TLDR
- New Fortress Energy stock surged 23% in pre-market trading after announcing a seven-year LNG supply deal with Puerto Rico
- The agreement covers up to 75 TBtu of natural gas annually with minimum volumes of 40 TBtu
- Gas will be supplied through NFE’s Fast LNG facility in Mexico, which is currently operating above capacity
- Most volumes will be priced at 115% of Henry Hub plus $7.95/MMBtu
- The deal awaits approval from Puerto Rico’s Financial Oversight and Management Board
New Fortress Energy shares rocketed higher Wednesday morning following news of a major gas supply agreement with Puerto Rico. The stock climbed 23% in pre-market trading as investors digested the seven-year contract details.

The company struck a deal with Puerto Rico’s Third-Party Procurement Office and Public-Private Partnerships Authority for liquefied natural gas supply. The agreement now sits under review by the Financial Oversight and Management Board of Puerto Rico.
Under the contract terms, NFE will deliver up to 75 TBtu of natural gas per year. Minimum annual volumes start at 40 TBtu but could rise to 50 TBtu if certain conditions are met.
The pricing structure varies by destination within Puerto Rico’s grid.

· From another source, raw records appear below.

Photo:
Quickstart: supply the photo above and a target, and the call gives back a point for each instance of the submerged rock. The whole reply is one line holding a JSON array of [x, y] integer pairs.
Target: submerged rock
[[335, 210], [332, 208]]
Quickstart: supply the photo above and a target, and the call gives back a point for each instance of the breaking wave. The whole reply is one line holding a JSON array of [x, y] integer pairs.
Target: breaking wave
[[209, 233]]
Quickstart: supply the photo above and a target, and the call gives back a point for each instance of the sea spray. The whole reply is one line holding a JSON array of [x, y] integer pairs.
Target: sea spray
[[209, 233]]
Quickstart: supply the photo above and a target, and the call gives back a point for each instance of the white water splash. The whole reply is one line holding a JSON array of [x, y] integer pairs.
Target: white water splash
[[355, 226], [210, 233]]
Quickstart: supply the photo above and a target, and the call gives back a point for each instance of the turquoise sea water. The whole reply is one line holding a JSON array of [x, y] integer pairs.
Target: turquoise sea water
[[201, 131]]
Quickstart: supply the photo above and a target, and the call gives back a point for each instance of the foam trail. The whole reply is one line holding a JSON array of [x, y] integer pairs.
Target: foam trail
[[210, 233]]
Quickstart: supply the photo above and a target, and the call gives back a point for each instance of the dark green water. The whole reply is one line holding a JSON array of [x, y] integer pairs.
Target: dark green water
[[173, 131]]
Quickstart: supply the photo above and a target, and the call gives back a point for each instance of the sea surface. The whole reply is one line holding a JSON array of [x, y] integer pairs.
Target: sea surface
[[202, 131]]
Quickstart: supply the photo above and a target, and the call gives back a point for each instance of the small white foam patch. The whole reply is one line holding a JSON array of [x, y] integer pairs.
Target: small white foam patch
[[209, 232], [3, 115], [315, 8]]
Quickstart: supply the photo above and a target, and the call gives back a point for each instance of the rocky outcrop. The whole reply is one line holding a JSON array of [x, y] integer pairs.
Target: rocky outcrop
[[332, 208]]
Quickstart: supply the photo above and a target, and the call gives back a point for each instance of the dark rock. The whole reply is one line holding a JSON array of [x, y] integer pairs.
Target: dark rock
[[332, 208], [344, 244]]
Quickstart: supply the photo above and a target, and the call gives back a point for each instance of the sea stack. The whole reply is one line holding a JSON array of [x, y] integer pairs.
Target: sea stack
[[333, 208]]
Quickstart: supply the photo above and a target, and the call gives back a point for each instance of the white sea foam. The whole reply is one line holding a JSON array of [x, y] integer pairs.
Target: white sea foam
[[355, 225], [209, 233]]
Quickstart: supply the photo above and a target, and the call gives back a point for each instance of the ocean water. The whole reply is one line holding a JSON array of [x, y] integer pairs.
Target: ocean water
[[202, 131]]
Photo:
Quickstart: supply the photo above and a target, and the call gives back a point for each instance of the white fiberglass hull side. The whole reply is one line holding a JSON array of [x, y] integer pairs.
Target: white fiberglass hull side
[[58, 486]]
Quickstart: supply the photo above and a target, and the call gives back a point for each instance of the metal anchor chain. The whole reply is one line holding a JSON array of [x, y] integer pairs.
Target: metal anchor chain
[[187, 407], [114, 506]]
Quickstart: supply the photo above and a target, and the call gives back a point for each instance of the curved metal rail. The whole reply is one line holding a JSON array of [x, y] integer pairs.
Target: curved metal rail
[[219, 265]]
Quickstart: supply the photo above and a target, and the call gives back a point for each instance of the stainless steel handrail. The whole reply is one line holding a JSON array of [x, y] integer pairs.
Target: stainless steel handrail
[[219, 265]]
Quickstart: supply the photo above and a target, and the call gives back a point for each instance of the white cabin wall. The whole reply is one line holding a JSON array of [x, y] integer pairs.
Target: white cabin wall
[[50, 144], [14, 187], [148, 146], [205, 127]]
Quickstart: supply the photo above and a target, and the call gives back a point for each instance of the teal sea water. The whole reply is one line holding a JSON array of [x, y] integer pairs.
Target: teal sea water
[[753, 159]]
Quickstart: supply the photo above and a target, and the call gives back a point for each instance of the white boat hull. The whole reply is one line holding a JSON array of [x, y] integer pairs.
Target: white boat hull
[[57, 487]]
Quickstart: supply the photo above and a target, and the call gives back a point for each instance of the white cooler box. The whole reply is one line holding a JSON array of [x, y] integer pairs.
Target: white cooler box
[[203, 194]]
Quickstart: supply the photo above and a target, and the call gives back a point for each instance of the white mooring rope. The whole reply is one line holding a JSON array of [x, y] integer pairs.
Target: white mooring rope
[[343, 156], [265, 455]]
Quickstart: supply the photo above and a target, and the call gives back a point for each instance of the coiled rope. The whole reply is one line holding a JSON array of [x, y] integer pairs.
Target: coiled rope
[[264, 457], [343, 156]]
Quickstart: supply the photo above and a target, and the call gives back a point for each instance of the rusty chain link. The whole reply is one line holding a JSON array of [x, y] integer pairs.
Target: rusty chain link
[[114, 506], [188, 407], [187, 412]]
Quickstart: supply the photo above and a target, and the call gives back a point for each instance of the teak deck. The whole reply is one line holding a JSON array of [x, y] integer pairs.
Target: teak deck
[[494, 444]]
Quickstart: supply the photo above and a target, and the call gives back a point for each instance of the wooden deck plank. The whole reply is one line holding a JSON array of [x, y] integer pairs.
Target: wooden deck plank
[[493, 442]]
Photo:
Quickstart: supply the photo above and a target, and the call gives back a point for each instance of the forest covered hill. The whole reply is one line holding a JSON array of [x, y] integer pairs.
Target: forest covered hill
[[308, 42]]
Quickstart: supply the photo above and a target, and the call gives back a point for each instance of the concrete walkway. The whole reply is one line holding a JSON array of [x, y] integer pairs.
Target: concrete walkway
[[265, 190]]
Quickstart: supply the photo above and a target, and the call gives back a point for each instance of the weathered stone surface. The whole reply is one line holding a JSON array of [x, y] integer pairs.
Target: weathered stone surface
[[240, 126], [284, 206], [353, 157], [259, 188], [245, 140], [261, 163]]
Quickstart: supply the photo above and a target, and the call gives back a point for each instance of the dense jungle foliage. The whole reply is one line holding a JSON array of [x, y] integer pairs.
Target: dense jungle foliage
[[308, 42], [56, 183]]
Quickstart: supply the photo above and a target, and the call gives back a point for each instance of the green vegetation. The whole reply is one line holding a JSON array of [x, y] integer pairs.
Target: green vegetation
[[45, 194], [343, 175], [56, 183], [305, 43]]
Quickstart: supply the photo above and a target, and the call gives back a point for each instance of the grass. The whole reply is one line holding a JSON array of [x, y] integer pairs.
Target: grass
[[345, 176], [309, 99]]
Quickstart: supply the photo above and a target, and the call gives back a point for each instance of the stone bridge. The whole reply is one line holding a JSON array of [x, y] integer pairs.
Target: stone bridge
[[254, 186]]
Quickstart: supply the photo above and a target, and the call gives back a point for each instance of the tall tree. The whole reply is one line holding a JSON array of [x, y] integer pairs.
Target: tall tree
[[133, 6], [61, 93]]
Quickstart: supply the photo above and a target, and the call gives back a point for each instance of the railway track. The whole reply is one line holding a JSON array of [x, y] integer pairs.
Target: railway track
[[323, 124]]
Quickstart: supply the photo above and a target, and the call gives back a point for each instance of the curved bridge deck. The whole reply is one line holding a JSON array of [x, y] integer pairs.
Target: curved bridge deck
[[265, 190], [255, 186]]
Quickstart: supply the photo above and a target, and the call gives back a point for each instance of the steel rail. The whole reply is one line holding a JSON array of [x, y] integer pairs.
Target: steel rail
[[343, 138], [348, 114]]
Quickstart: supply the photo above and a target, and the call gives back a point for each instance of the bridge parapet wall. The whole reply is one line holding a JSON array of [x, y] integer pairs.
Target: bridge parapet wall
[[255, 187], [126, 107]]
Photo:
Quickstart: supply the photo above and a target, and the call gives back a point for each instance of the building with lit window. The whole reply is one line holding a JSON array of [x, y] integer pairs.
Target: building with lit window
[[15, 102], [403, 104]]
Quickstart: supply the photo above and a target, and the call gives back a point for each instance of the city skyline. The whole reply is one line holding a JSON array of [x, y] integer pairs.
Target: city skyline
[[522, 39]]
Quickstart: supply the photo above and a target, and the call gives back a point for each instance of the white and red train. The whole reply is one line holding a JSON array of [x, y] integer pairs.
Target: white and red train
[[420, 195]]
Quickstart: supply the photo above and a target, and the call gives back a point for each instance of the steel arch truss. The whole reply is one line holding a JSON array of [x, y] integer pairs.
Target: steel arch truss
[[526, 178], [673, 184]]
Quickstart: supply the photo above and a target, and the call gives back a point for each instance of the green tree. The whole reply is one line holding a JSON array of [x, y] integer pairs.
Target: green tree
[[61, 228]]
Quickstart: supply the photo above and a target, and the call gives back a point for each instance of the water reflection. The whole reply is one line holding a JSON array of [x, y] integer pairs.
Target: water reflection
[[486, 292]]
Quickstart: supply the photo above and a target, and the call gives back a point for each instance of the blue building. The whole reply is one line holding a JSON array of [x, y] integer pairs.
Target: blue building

Most gas volumes carry a price of 115% of Henry Hub plus $7.95 per MMBtu.m
However, supplies destined for San Juan units 5 and 6 get preferential pricing. These units historically consume around 20 TBtu annually and will pay 115% of Henry Hub plus $6.50 per MMBtu.
The deal aims to replace expensive liquid fuels with cleaner natural gas. Puerto Rico has long struggled with high energy costs due to its reliance on imported petroleum products.
NFE plans to fulfill the contract through its Fast LNG facility located off Altamira, Mexico. The 1.4 MTPA facility began operations in late 2023 and currently runs above its nameplate capacity.
Financial Stability Takes Center Stage
CFO Chris Guinta highlighted the strategic value of locking in long-term offtake agreements. “Matching our LNG production with long term offtake has always been our goal,” he said.
The executive emphasized how the deal creates sustainable margins for the company. “This locks in sustainable long-term margins for NFE and provides a foundation of financial stability for our company,” Guinta added.
The Puerto Rico agreement builds on NFE’s existing presence in the territory. The company already holds a 25-year supply contract with Energiza for a new 550 MW power plant under development.
Market Response and Production Capacity
Investors clearly viewed the announcement favorably given the strong pre-market reaction. The 23% jump reflects confidence in NFE’s ability to secure long-term revenue streams.
The Fast LNG facility’s above-capacity performance demonstrates NFE’s operational execution. Running beyond nameplate capacity provides additional confidence in meeting contractual obligations.
The seven-year term provides revenue visibility that public companies often struggle to achieve in commodity markets. This predictability likely contributed to the positive market response.
Puerto Rico’s energy infrastructure has faced numerous challenges over the years. The island’s electrical grid requires substantial investment and fuel supply agreements like this one.
The Financial Oversight and Management Board of Puerto Rico currently reviews the agreement for final approval.